В остальном же в поведении Петра Федоровича не было ничего удивительного, за исключением отмеченного выше ребячества, которое тоже со временем прошло. В своем отношении к жене он, учитывая вышесказанное, был объят привычным для него страхом, но храбро воспроизводил общепринятую схему поведения «настоящего мужчины», который должен презирать женщин и не испытывать к ним никаких теплых чувств. Так, вероятно, жили все его воспитатели из офицеров, так было принято в обществе. Кроме того, Екатерина заметила массу других несимпатичных черт мужа, которые стали также следствием неудачного воспитания и раздражали выросшую в иной обстановке Фике.
Читая мемуары Екатерины, мы видим Петра ее глазами, с его половины дворца до нас доносится визг истязаемых им собак, пиликанье на скрипке, какой-то шум и грохот. Иногда Петр вваливался на половину жены, пропахший табаком, псиной и винными парами, будил ее, чтобы рассказать ей какую-нибудь скабрезную историю, поболтать о прелестях и приятности беседы принцессы Курляндской или какой-либо другой дамы, за которой он в данный момент чисто платонически волочился.

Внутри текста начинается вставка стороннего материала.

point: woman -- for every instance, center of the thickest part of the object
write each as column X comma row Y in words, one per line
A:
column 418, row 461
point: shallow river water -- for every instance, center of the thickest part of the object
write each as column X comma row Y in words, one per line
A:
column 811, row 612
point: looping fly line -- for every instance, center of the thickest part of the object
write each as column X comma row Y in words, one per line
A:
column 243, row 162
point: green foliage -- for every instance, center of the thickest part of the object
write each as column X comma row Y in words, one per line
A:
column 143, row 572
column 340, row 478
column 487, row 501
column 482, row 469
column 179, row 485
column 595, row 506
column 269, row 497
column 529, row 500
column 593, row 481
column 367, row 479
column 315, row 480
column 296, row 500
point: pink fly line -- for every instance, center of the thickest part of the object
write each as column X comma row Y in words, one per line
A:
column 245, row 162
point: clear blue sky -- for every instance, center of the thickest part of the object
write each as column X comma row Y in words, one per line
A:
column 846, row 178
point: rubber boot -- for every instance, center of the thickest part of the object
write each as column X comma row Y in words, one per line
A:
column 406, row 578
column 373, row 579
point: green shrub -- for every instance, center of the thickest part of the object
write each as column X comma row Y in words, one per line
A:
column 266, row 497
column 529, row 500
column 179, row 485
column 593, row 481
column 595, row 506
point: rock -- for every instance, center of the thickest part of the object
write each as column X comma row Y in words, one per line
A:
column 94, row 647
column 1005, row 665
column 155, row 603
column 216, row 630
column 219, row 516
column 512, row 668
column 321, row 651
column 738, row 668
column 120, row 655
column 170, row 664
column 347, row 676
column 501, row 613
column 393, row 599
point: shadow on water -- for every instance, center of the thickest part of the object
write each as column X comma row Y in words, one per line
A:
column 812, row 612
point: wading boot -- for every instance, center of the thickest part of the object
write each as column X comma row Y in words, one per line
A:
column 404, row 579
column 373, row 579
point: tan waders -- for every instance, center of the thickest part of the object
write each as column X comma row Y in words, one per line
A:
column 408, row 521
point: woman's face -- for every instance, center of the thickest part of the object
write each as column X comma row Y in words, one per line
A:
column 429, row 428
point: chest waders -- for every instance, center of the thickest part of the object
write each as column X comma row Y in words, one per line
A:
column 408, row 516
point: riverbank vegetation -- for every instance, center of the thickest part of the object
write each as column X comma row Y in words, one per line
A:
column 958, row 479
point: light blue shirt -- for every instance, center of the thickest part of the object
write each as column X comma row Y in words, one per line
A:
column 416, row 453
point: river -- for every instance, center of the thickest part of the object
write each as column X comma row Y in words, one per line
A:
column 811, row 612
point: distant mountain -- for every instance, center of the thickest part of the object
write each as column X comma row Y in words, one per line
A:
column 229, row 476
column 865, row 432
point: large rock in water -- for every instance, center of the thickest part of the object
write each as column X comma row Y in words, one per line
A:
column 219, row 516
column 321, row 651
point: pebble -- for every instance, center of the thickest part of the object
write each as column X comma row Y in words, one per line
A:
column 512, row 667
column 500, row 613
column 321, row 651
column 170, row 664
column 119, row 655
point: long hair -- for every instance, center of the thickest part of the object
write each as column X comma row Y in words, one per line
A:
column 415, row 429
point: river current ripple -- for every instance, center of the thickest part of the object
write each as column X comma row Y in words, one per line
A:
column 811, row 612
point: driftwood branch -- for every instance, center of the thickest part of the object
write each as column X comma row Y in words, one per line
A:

Часто он бывал груб, несдержан, капризен, болтлив. Екатерине надоедали его скучные разговоры о мелочах придворной жизни, обижали ухаживания за фрейлинами. Она уличала его в безмерном хвастовстве о подвигах, которых он никогда не совершал. Докучал ей и постоянный шум из комнат мужа, где тот дрессировал собак или играл с лакеями. Даже его игру на скрипке она воспринимала как «пиление», что и не мудрено. Известно, что врожденный недостаток устройства слуховых органов не позволял ей слушать музыку, которую она воспринимала как шум. В своих воспоминаниях Екатерина особенно много и с презрением пишет о постоянных играх наследника русского престола с куклами и игрушечными солдатиками.
Но не будем забывать, что молодой человек оказался под бдительным и назойливым контролем приставленных к нему императрицей людей; его совершеннолетие и женитьба ничего не изменили - даже выйти из дворца без личного распоряжения государыни он не мог, как и прежде. Весьма достойное для будущего полководца занятие солдатиками было одним из возможных способов подавить скуку. Императрица утратила всякую любовь к племяннику и старалась держать его подальше от государственных дел. Лишь с началом Семилетней войны в 1756 году ему разрешили посещать Конференцию при высочайшем дворе.